Их жизнь в Париже топталась на месте. Они никуда не продвигались.
Иногда они представляли себе, стараясь перещеголять друг друга обилием
подробностей, расцвечивавших обычно каждую их мечту: вот он, сорокалетний
хозяйчик, владелец сети предприятий, торгующих вразнос ("Защита семейного
очага"; "Мыло -- слепым"; "Нуждающиеся студенты"); она хорошая домашняя
хозяйка, в квартирке у них чистота, есть телевизор, машина, есть излюбленный
семейный пансиончик, где они проводят отпуск. Или, наоборот, и это было куда
мрачнее, состарившиеся представители богемы, в свитерах и бархатных штанах,
просиживают они каждый вечер на одной и той же террасе кафе бульвара
Сен-Жермен или на Монпарнасе, кое-как перебиваются от случая к случаю,
ничтожные до кончиков своих черных ногтей.

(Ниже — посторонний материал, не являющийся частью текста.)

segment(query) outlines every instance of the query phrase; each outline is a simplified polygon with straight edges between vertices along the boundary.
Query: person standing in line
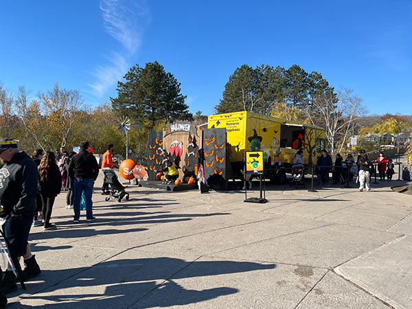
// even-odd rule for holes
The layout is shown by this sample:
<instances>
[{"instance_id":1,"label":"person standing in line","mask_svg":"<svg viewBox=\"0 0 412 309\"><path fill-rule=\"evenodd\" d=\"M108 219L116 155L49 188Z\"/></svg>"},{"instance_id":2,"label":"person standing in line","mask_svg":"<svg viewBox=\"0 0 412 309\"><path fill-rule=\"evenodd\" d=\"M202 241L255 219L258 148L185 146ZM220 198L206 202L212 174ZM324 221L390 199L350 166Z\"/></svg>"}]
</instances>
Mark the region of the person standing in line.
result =
<instances>
[{"instance_id":1,"label":"person standing in line","mask_svg":"<svg viewBox=\"0 0 412 309\"><path fill-rule=\"evenodd\" d=\"M0 139L0 159L4 163L0 170L0 201L4 211L10 214L3 229L10 243L10 249L24 259L22 279L25 281L41 273L27 242L36 209L37 168L27 153L19 150L17 141L8 138ZM17 289L12 269L9 264L5 272L0 270L0 293Z\"/></svg>"},{"instance_id":2,"label":"person standing in line","mask_svg":"<svg viewBox=\"0 0 412 309\"><path fill-rule=\"evenodd\" d=\"M111 171L113 167L117 165L117 162L113 161L113 151L115 150L115 146L113 144L107 146L107 151L103 154L102 157L102 171ZM102 187L102 194L108 194L108 183L103 181L103 187Z\"/></svg>"},{"instance_id":3,"label":"person standing in line","mask_svg":"<svg viewBox=\"0 0 412 309\"><path fill-rule=\"evenodd\" d=\"M342 178L342 156L341 154L337 154L336 157L335 159L334 163L334 171L333 172L333 183L336 185L341 182L341 184L345 183L343 179Z\"/></svg>"},{"instance_id":4,"label":"person standing in line","mask_svg":"<svg viewBox=\"0 0 412 309\"><path fill-rule=\"evenodd\" d=\"M66 195L66 209L73 209L74 204L74 179L69 174L69 165L73 156L76 154L74 151L69 154L65 162L65 168L67 174L67 194Z\"/></svg>"},{"instance_id":5,"label":"person standing in line","mask_svg":"<svg viewBox=\"0 0 412 309\"><path fill-rule=\"evenodd\" d=\"M332 161L332 158L328 154L326 150L322 149L321 154L321 155L318 158L317 164L320 166L319 168L321 174L321 184L325 187L330 187L329 172L330 172L333 163Z\"/></svg>"},{"instance_id":6,"label":"person standing in line","mask_svg":"<svg viewBox=\"0 0 412 309\"><path fill-rule=\"evenodd\" d=\"M32 156L32 159L33 159L33 162L36 164L36 165L38 168L40 165L40 162L45 155L45 152L43 149L37 149L33 152L33 155ZM36 205L37 205L37 208L36 211L34 211L34 218L33 220L33 226L38 227L43 225L43 222L41 219L39 218L39 214L41 214L41 196L40 195L40 192L38 191L36 194ZM43 214L42 214L43 215Z\"/></svg>"},{"instance_id":7,"label":"person standing in line","mask_svg":"<svg viewBox=\"0 0 412 309\"><path fill-rule=\"evenodd\" d=\"M362 192L365 188L367 191L370 191L371 162L368 160L366 154L359 157L358 165L359 166L359 191Z\"/></svg>"},{"instance_id":8,"label":"person standing in line","mask_svg":"<svg viewBox=\"0 0 412 309\"><path fill-rule=\"evenodd\" d=\"M86 221L94 221L93 216L93 187L99 174L99 165L96 158L89 152L89 141L80 144L80 152L71 158L69 165L69 174L74 179L74 218L73 222L78 223L80 217L80 199L84 191L86 196Z\"/></svg>"},{"instance_id":9,"label":"person standing in line","mask_svg":"<svg viewBox=\"0 0 412 309\"><path fill-rule=\"evenodd\" d=\"M56 225L50 223L50 218L56 196L60 192L62 178L58 166L56 163L54 152L46 152L38 170L40 177L40 194L43 205L42 212L45 218L44 229L45 231L55 229Z\"/></svg>"},{"instance_id":10,"label":"person standing in line","mask_svg":"<svg viewBox=\"0 0 412 309\"><path fill-rule=\"evenodd\" d=\"M388 168L387 170L387 174L388 174L388 181L392 180L392 176L395 174L395 165L391 159L388 160Z\"/></svg>"},{"instance_id":11,"label":"person standing in line","mask_svg":"<svg viewBox=\"0 0 412 309\"><path fill-rule=\"evenodd\" d=\"M376 164L378 164L378 171L379 172L379 178L380 178L380 181L385 181L385 172L386 172L387 163L387 158L385 157L383 152L380 152L379 154L379 157L378 157L378 159L376 159Z\"/></svg>"}]
</instances>

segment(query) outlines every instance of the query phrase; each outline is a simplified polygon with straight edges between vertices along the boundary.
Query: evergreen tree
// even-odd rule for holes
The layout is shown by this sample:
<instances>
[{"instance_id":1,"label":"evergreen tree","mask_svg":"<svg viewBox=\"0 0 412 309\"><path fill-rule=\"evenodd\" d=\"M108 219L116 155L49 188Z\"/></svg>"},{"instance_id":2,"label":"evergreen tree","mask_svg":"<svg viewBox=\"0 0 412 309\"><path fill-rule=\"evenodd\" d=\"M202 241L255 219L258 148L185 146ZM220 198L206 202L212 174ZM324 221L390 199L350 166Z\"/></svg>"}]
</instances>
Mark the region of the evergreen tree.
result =
<instances>
[{"instance_id":1,"label":"evergreen tree","mask_svg":"<svg viewBox=\"0 0 412 309\"><path fill-rule=\"evenodd\" d=\"M136 65L117 82L117 98L111 98L113 109L121 115L154 125L157 120L173 121L192 117L181 93L181 83L155 61L144 68Z\"/></svg>"},{"instance_id":2,"label":"evergreen tree","mask_svg":"<svg viewBox=\"0 0 412 309\"><path fill-rule=\"evenodd\" d=\"M321 73L308 74L297 65L287 70L279 66L262 65L253 69L243 65L230 76L215 110L218 113L249 111L270 115L279 103L310 108L317 97L330 91L333 88Z\"/></svg>"}]
</instances>

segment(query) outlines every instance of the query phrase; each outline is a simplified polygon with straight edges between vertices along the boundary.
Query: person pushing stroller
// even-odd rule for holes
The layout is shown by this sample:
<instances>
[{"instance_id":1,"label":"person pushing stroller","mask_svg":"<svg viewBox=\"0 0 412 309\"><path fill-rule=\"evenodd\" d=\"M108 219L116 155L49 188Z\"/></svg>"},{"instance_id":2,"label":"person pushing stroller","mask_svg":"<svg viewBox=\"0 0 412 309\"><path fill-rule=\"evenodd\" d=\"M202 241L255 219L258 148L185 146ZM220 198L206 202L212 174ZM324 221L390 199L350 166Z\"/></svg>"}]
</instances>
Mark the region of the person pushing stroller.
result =
<instances>
[{"instance_id":1,"label":"person pushing stroller","mask_svg":"<svg viewBox=\"0 0 412 309\"><path fill-rule=\"evenodd\" d=\"M113 168L117 165L117 162L113 161L113 153L114 150L115 146L113 144L110 144L107 146L107 151L104 152L102 157L102 170L105 176L106 174L108 175L109 174L114 174L114 176L117 177L117 175L113 170ZM113 176L112 175L111 177L113 177ZM110 194L108 185L108 183L106 182L105 180L103 181L103 187L102 187L102 195Z\"/></svg>"}]
</instances>

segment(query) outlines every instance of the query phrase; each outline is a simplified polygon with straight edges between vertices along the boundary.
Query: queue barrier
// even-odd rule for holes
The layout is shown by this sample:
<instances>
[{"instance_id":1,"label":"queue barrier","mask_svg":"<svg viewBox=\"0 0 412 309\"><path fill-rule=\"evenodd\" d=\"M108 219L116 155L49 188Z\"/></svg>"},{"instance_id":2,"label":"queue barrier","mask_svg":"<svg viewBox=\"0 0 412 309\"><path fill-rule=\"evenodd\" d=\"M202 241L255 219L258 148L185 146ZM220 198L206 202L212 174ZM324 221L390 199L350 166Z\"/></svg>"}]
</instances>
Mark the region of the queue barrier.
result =
<instances>
[{"instance_id":1,"label":"queue barrier","mask_svg":"<svg viewBox=\"0 0 412 309\"><path fill-rule=\"evenodd\" d=\"M352 187L350 185L350 169L352 168L352 166L354 166L354 165L356 165L356 163L354 164L350 164L350 163L346 163L346 183L345 185L343 187L345 188L349 188L349 187ZM374 182L372 183L379 183L376 179L376 175L378 174L378 163L376 163L376 162L372 163L372 165L374 165L374 174L375 174L375 180ZM396 181L401 181L401 178L400 178L400 173L401 173L401 170L402 170L402 165L403 164L402 163L402 162L395 162L393 163L393 165L396 166L398 165L398 179L396 179ZM308 192L317 192L317 191L314 190L314 171L315 169L317 168L329 168L332 170L332 168L336 168L334 165L314 165L312 164L310 166L308 166L308 168L310 168L311 170L312 170L312 177L311 177L311 181L310 181L310 189L308 190ZM344 168L345 168L344 166L341 166L340 167L342 169L342 172ZM396 174L396 173L395 173Z\"/></svg>"}]
</instances>

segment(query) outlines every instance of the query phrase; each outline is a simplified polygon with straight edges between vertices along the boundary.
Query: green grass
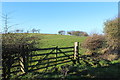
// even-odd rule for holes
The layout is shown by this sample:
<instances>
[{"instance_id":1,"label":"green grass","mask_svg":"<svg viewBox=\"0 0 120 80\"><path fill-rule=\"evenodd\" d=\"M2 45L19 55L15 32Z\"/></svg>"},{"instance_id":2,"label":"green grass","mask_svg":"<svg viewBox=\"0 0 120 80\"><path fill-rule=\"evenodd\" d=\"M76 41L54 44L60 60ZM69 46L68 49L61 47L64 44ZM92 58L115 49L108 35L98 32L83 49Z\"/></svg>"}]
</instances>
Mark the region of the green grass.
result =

Появились и мечты о деревенской жизни, вдали от всех соблазнов. Они
станут жить просто и умеренно. У них будет дом из белого камня на краю
деревни, теплые бархатные штаны, прочные ботинки, непромокаемые куртки,
палки с железными наконечниками, шапки, и каждый вечер они будут подолгу
гулять в лесу. Вернувшись домой, они приготовят себе чай, поджарят гренки,
как англичане, подбросят в камин большие поленья; поставят на проигрыватель
квартет, который никогда им не наскучит; прочитают все большие романы, на
которые у них раньше не хватало времени, будут принимать у себя друзей.
Эти пасторальные порывы возникали часто, но до реальных планов дело
почти никогда не доходило. Два-три раза они наводили справки о том, чем бы
они могли заняться в деревне, но ничего подходящего не оказалось. Однажды у
них промелькнула мысль стать школьными учителями, но они тут же с
отвращением ее отбросили, представив себе переполненные классы и
бесконечные, томительные уроки. Неопределенно поговаривали, не сделаться ли
им книгоношами и не поселиться ли на какой-нибудь заброшенной ферме в
Провансе, не открыть ли там производство примитивных глиняных изделий. Потом
они стали фантазировать, что в Париже они будут проводить только три дня в
неделю, зарабатывая за это время на безбедную жизнь, а остальное время жить
в департаментах Ионны или Луары. Но из этих мечтаний так ничего и не
родилось. Они ни разу не удосужились рассмотреть их реальную возможность
или, вернее, невозможность.
Они мечтали бросить работу, послать все к черту, ринуться навстречу
приключениям. Они мечтали вернуться вспять, начать все с самого начала. Они
мечтали порвать, распрощаться с прежней жизнью.